Chapter 6. Skin locus in face tracking

Table of Contents
6.1. Face Video Database
6.2. Ratio histogram and histogram backprojection
6.3. Adaptive ratio histogram
6.4. Tracking with skin locus: settings and results
6.5. Comparison with other tracking methods
6.6. Robustness to localization errors
6.7. Mean shift with skin locus

The obtained knowledge about the range of skin chromaticities (skin locus) will be shown to be useful in colour based face tracking and segmentation. To envisage this, a Face Video Database under drastically varying illumination conditions has been created. The skin locus is combined with different tracking algorithms and applied to these videos. No cue other than colour is used; obviously adding other cues would improve the overall performance. However, because the colour is the only cue it is much easier to evaluate its performance and usefulness.

6.1. Face Video Database

The Face Video Database (Paper VII) was designed for development, testing, comparison, and verification of algorithms related to face-based applications. Because (at this moment) three cameras (Alaris, Nogatech and Sony) are employed, it is possible to study and compare the performance of algorithms with different cameras.

The database consists of the following data for each camera: face images and information related to their acquisition, face videos and manual localization of faces in the videos. The videos and images were taken with 1CCD cameras (Alaris and Nogatech) and with a 3CCD (Sony) camera. Alaris and Nogatech are both low-cost web cameras with an automatic intensity (gain) level control. When taking videos and images, their automatic colour correction options were turned off after initial white balancing because colour correction can lead to unstable and unpredictable results, and the main interest was in the effect of illumination changes. The Sony DXC-755P does not have automatic gain or colour correction.

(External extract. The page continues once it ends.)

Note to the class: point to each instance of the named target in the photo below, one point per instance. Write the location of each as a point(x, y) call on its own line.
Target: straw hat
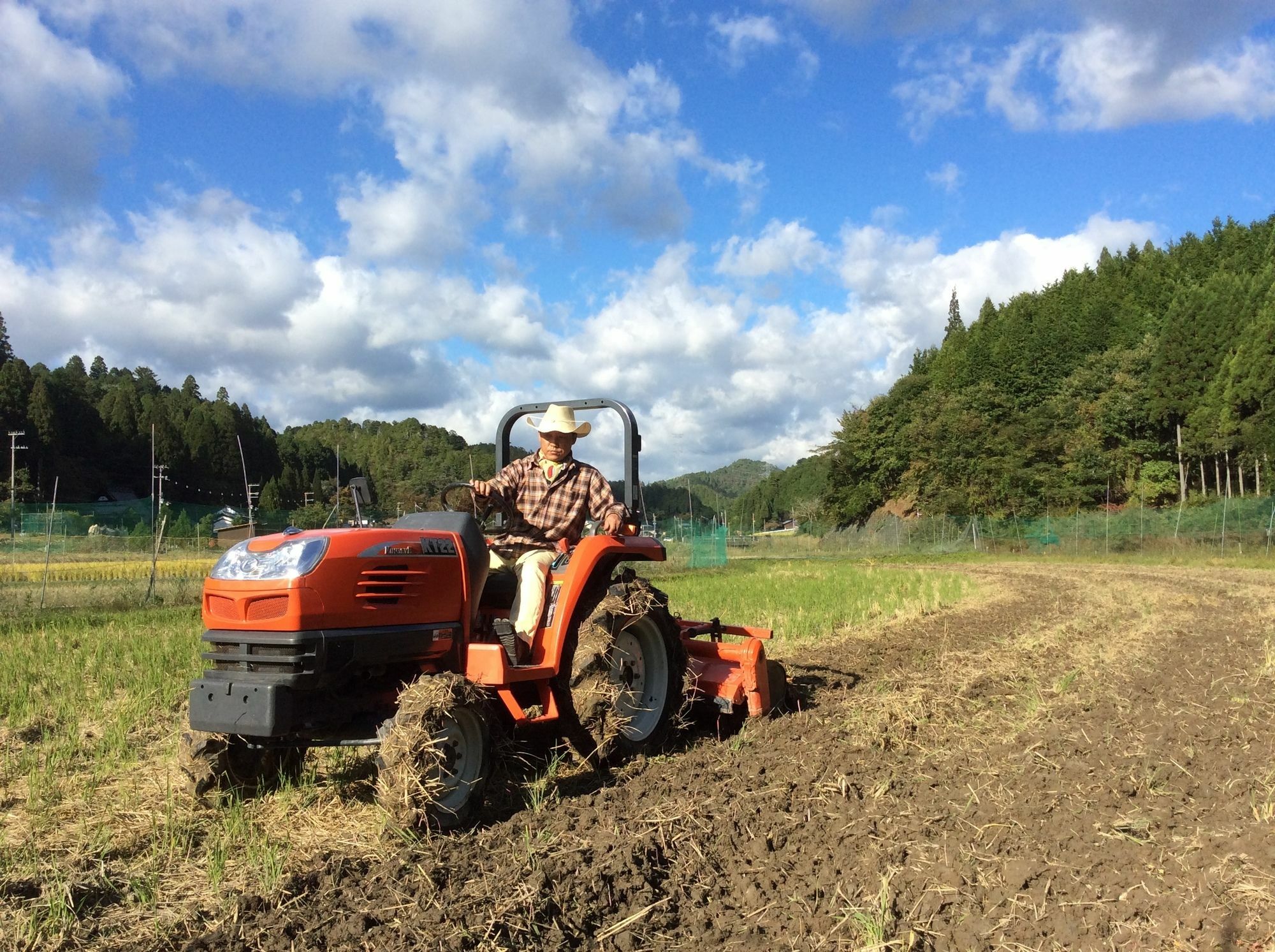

When the face images were taken with a camera, the same procedure and same conditions as in the creation of the Physics-based Face Database were applied (See Section 4.2). Table 15 shows a face image series taken by the Nogatech camera with corresponding prevailing and white balancing illumination conditions. The SPDs of the illuminants used and the spectral reflectance of skin for some persons are available. During image acquisition, it was noticed that calibration results were not always very good for the 1CCD cameras due to their limited capabilities. This can be observed when comparing the uppermost and second rows of Table 15. The white calibration failed to remove totally the reddish cast of illumination H and to make white appear white. Because the white calibration has its own limitations, there is an obvious need for illumination insensitive techniques.

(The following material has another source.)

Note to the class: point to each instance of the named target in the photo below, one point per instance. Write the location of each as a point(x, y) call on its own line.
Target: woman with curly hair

Table 15. Sixteen faces for Nogatech.

The illumination in the face videos is challenging and commonly encountered in practice; the videos are made under both indoor and outdoor illumination conditions. The illumination field over the objects varies in time and in space. The videos have also different initial white balancing settings. The videos have persons with dark, pale and yellowish skin tones. Tables 16 and 17 display a few selected frames from an indoor and outdoor video. In the outdoor video, the person is on the roof of a building. The illumination field over the face varies from direct sunlight to the cast from the plain sky. The indoor movie shows a person moving in a corridor with an illumination field created by either fluorescent lamps, daylight from the window or both.

Ground truths for face localization are selected manually and they make possible numerical quantification of the results. The localization is made by a box (ground truth bounding box) surrounding the face region in the image. For some selected videos, the face area is defined more accurately by a polygon (a ground truth bounding polygon). Both ground truths are visualized in Figure 27

Table 16. Selected frames from an outdoor Nogatech video.

Table 17. Selected frames from an indoor Alaris video.

Figure 27. Face localization by (a) a box and (b) a polygon.